Piyasada oluşan kredi ve mevduat faizleri zaten yükselmiş durumda. MB’nin yaptığı faiz artışının doğrudan ve hızlı bir biçimde etkileyeceği faizler kredi kartı ve kredili mevduat hesabı faizleridir. Diğer bir ifade ile faiz artışlarından doğrudan ve en hızlı etkilenenler kredi kartı borcu olan vatandaşlar olacaktır. Normalde kredi kartı faizlerinin takip eden aydan itibaren artırılmasının bir ön koşulu vardı: referans oran yeni ay başlamadan 5 iş günü önceki oran dikkate alınarak belirlenir. Bayram nedeniyle “iş günü” sayısı tutturulamadığı için,  22 Haziran’da yapılan faiz artışının kredi kartlarına yansıması Ağustos ayını bulacaktı. Ama o zaman kadar bekleyemediler. Dün gece Resmi Gazete’de yayımlanan bir kararla, siz boş verin 5 iş gününü, PPK ne zaman faiz artırırsa o artan oranı hemen kredi kartlarına uygularız kararını çıkardılar. Bu nedenle Temmuzdan itibaren daha yüksek bir kredi kartı faizi ödeyeceksiniz.

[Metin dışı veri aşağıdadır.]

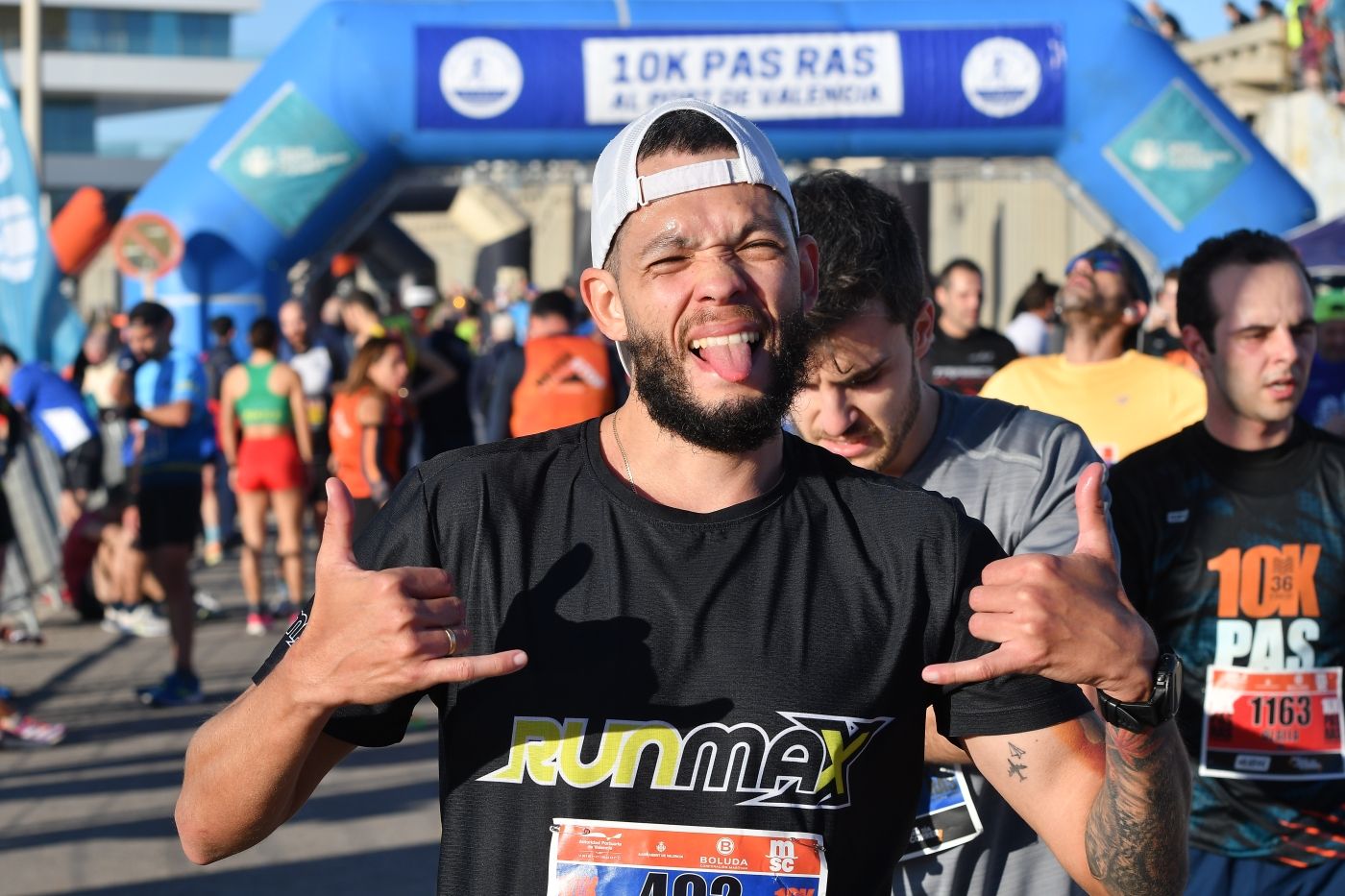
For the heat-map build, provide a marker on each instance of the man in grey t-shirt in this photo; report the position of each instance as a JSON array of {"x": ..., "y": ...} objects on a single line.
[{"x": 1011, "y": 467}]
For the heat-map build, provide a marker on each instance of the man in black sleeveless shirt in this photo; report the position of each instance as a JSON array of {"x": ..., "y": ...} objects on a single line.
[{"x": 1233, "y": 536}]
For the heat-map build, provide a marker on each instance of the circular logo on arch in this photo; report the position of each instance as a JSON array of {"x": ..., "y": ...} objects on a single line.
[
  {"x": 1001, "y": 77},
  {"x": 480, "y": 77}
]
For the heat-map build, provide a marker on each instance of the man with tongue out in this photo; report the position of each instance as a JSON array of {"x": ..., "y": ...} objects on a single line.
[{"x": 722, "y": 640}]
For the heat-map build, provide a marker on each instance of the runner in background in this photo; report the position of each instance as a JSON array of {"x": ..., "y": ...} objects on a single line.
[
  {"x": 218, "y": 359},
  {"x": 167, "y": 401},
  {"x": 1013, "y": 469},
  {"x": 15, "y": 725},
  {"x": 1324, "y": 401},
  {"x": 268, "y": 469},
  {"x": 501, "y": 355},
  {"x": 316, "y": 365},
  {"x": 1233, "y": 537},
  {"x": 366, "y": 425},
  {"x": 439, "y": 383},
  {"x": 58, "y": 412},
  {"x": 1120, "y": 399},
  {"x": 965, "y": 354},
  {"x": 1029, "y": 331}
]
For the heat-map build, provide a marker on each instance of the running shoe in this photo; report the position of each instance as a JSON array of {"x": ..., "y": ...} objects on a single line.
[
  {"x": 140, "y": 621},
  {"x": 177, "y": 689},
  {"x": 27, "y": 731},
  {"x": 258, "y": 623}
]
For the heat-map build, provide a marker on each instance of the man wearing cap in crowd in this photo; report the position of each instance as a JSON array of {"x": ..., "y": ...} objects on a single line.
[
  {"x": 729, "y": 635},
  {"x": 1324, "y": 401},
  {"x": 1120, "y": 399}
]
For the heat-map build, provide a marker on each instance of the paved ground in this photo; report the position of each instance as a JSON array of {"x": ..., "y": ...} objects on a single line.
[{"x": 94, "y": 814}]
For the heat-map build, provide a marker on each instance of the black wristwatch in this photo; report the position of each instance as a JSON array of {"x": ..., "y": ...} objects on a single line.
[{"x": 1160, "y": 707}]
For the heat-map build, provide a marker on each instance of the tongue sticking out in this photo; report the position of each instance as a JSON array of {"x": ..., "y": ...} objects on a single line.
[{"x": 732, "y": 362}]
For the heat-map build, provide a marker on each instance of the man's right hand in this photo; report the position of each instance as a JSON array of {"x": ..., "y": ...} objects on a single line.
[{"x": 373, "y": 637}]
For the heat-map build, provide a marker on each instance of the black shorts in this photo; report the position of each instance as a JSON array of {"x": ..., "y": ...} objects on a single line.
[
  {"x": 81, "y": 470},
  {"x": 168, "y": 514},
  {"x": 6, "y": 522}
]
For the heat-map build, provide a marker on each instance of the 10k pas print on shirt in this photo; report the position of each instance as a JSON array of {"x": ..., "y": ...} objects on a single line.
[{"x": 755, "y": 668}]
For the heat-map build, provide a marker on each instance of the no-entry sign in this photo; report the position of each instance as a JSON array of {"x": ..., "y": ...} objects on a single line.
[{"x": 147, "y": 245}]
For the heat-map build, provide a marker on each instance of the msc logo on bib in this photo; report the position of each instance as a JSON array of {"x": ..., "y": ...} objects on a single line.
[
  {"x": 480, "y": 77},
  {"x": 803, "y": 765}
]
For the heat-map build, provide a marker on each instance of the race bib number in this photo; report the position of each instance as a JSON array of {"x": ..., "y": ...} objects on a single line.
[
  {"x": 67, "y": 426},
  {"x": 618, "y": 859},
  {"x": 1273, "y": 725},
  {"x": 945, "y": 814}
]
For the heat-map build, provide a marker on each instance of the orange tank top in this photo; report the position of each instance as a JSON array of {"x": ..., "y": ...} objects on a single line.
[
  {"x": 346, "y": 432},
  {"x": 567, "y": 379}
]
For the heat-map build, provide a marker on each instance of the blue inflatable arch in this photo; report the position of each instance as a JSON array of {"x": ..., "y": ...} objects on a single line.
[{"x": 365, "y": 89}]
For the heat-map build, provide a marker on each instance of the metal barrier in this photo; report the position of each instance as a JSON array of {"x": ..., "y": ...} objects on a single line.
[{"x": 33, "y": 487}]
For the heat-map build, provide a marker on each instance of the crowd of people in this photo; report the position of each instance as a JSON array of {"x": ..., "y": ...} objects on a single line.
[
  {"x": 708, "y": 529},
  {"x": 217, "y": 449}
]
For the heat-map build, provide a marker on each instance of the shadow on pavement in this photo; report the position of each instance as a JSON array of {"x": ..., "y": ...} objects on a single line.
[{"x": 407, "y": 869}]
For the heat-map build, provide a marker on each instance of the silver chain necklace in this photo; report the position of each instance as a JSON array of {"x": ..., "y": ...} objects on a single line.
[{"x": 622, "y": 448}]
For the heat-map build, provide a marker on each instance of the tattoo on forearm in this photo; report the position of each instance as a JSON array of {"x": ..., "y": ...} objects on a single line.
[
  {"x": 1136, "y": 837},
  {"x": 1015, "y": 768}
]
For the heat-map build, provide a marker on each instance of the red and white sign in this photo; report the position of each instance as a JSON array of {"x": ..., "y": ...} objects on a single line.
[{"x": 147, "y": 245}]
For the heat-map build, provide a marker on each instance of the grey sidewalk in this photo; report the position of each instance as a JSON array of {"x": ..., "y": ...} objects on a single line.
[{"x": 94, "y": 814}]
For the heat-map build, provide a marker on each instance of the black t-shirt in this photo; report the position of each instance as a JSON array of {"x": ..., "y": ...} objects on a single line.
[
  {"x": 756, "y": 667},
  {"x": 1237, "y": 560},
  {"x": 965, "y": 365}
]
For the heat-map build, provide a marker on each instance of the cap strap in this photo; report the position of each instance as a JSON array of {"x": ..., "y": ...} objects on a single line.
[{"x": 716, "y": 173}]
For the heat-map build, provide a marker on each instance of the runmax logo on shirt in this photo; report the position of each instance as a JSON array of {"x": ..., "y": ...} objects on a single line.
[{"x": 804, "y": 765}]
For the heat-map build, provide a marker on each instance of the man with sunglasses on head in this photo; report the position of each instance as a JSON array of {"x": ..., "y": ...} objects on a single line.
[{"x": 1120, "y": 399}]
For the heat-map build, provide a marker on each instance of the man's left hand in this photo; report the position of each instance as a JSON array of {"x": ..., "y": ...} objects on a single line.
[{"x": 1062, "y": 618}]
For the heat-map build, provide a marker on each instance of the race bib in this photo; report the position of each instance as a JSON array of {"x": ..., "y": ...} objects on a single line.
[
  {"x": 619, "y": 859},
  {"x": 1273, "y": 725},
  {"x": 945, "y": 814},
  {"x": 67, "y": 426}
]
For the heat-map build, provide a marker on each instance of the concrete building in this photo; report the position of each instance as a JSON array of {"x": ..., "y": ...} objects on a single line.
[{"x": 108, "y": 58}]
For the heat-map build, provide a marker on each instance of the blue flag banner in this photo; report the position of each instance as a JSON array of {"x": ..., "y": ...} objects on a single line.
[{"x": 37, "y": 321}]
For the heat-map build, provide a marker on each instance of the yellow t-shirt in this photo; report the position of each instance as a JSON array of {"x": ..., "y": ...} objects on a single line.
[{"x": 1122, "y": 405}]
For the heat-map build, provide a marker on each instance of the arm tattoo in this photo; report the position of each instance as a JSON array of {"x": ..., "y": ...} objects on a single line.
[
  {"x": 1015, "y": 768},
  {"x": 1136, "y": 837}
]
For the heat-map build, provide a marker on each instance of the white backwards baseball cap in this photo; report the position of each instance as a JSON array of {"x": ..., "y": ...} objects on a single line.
[{"x": 618, "y": 191}]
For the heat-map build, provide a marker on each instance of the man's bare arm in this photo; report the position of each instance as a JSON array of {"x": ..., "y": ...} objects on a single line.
[
  {"x": 251, "y": 768},
  {"x": 1113, "y": 805},
  {"x": 1110, "y": 804},
  {"x": 1136, "y": 838}
]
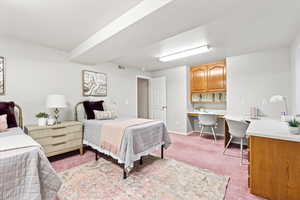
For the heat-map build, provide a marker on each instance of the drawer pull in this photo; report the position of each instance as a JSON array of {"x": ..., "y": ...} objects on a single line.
[
  {"x": 56, "y": 136},
  {"x": 58, "y": 128},
  {"x": 58, "y": 143}
]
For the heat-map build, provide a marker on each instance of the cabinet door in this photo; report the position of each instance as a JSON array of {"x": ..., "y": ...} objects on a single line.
[
  {"x": 198, "y": 79},
  {"x": 216, "y": 77}
]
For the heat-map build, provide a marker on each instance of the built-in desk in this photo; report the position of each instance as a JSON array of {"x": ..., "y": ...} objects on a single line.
[
  {"x": 274, "y": 160},
  {"x": 193, "y": 120}
]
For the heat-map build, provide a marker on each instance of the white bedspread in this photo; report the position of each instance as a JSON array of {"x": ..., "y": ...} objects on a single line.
[{"x": 25, "y": 172}]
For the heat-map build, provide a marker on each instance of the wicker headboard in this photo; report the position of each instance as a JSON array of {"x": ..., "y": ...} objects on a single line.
[
  {"x": 19, "y": 115},
  {"x": 76, "y": 111}
]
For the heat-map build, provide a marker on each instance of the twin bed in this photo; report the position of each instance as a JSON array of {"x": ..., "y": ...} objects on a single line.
[
  {"x": 25, "y": 171},
  {"x": 138, "y": 140}
]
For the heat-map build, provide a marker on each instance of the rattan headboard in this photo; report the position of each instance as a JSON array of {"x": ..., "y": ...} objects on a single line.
[{"x": 76, "y": 110}]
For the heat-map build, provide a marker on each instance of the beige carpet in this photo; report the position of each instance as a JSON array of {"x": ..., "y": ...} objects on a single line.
[{"x": 156, "y": 179}]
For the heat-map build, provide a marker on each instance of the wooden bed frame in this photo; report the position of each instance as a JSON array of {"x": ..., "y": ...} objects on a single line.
[{"x": 125, "y": 175}]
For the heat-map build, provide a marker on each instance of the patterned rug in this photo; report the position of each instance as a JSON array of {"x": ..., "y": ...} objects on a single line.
[{"x": 156, "y": 179}]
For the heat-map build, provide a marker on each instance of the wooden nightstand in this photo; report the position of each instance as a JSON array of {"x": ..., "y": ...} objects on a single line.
[{"x": 57, "y": 139}]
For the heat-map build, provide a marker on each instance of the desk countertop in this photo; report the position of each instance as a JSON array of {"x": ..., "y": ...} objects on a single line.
[
  {"x": 216, "y": 112},
  {"x": 271, "y": 128}
]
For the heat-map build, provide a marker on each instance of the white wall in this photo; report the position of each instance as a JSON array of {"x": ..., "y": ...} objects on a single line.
[
  {"x": 176, "y": 97},
  {"x": 252, "y": 79},
  {"x": 33, "y": 72},
  {"x": 295, "y": 67}
]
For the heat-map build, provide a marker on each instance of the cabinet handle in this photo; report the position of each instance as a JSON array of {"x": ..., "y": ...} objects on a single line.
[
  {"x": 58, "y": 128},
  {"x": 58, "y": 143},
  {"x": 56, "y": 136}
]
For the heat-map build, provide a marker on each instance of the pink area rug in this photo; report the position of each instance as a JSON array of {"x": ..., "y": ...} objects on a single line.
[
  {"x": 159, "y": 179},
  {"x": 193, "y": 150}
]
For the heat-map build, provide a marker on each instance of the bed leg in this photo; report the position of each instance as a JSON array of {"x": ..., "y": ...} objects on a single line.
[
  {"x": 141, "y": 160},
  {"x": 124, "y": 173},
  {"x": 96, "y": 155}
]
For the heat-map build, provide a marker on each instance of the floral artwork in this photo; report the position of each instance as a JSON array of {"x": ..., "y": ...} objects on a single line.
[
  {"x": 1, "y": 76},
  {"x": 94, "y": 83}
]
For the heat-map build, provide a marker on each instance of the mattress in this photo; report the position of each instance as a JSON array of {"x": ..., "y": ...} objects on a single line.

Kredi kartı borçlarının aylık faiz oranları bugünkü yüzde 1,36’lık seviyesinden yüzde 1,92’ye yükseltilmiştir. Şöyle ifade edelim: eğer kredi kartınızda 20 bin lira borcunuz var ise bu ay 272 lira olarak ödeyeceğiniz faiz Ağustos ayında 385 liraya çıkacaktır. 113 liranın lafı mı olur diyebilirsiniz ama bunun yaklaşık yüzde 42’lik bir artış olduğunu belirtmem gerekir.

Bir taraftan daha yüksek faiz öderken diğer taraftan artan enflasyon ile birlikte hayat da daha pahalı hale gelecektir. Bakmayın asgari ücretin yüzde 34 artırılarak 11 bin 400 liraya çıkarılmasına. Bu tutarın dolar karşılığı dün yüzde 4 eridi.  Önümüzdeki iki ay içerisinde asgari ücretin satın alma gücünün nasıl azaldığını göreceksiniz.

Şimdi anladınız mı asgari ücrete yüzde 34 zam yapılmasına patronların neden itiraz etmediğini? Onlar biliyorlardı ki verilecek ücretin dolar karşılığı hızlı bir biçimde düşecek. Başka türlü nasıl “rekabet” edebilirler ki, değil mi?

Her neyse, şimdi “piyasacıların” gözleri 20 Temmuz’daki karara çevrilir. Acaba orada ne kadarlık bir artış olur diye tahminler ortalıkta dolaşır. Ben şimdiden söyleyeyim, fazla bir artış olmaz, en fazla yüzde 18 olur ki bu bile düşük ihtimal.